Tony Donohoe, Head of Education Policy at IBEC, the group that represents Irish business, said it was a serious wake-up call for the Irish education system and demanded an urgent response.
He said while Ireland was below average in terms of literacy (17th), numeracy (16th) and problem solving (18th), "even more alarmingly", the performance of young Irish adults (16-24 years) was no better.
"Basic skills determine an individual's participation in employment, education and training, and have implications for their health and civic engagement.
"They also affect the competitiveness of the economy," he said
Mr Donohoe said the Government had already announced a number of initiatives in the literacy and numeracy area and "the priority now must be implementation".
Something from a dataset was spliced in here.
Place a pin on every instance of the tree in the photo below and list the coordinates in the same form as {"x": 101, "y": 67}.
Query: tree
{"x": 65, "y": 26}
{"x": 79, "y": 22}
Una Halligan, chairperson of the Government's Expert Group on Future Skills Needs, said ensuring people with the right skills at every level, including literacy, digital literacy and numeracy, were available to enterprise was critical for economic development and job creation.
She said skills requirements for entry-level positions were rising, while individuals who did not have the basic literacy, numeracy and digital literacy would struggle with adapting to changing work practices.
Inez Bailey, director, National Adult Literacy Agency, said the survey confirmed findings from other reports that people with the lowest skill levels also had low educational attainment, earn less, were more likely to be unemployed and have poorer health.
The study was carried out in late 2011 and early 2012, and involved almost 6,000 16- to 65-year-olds in Ireland.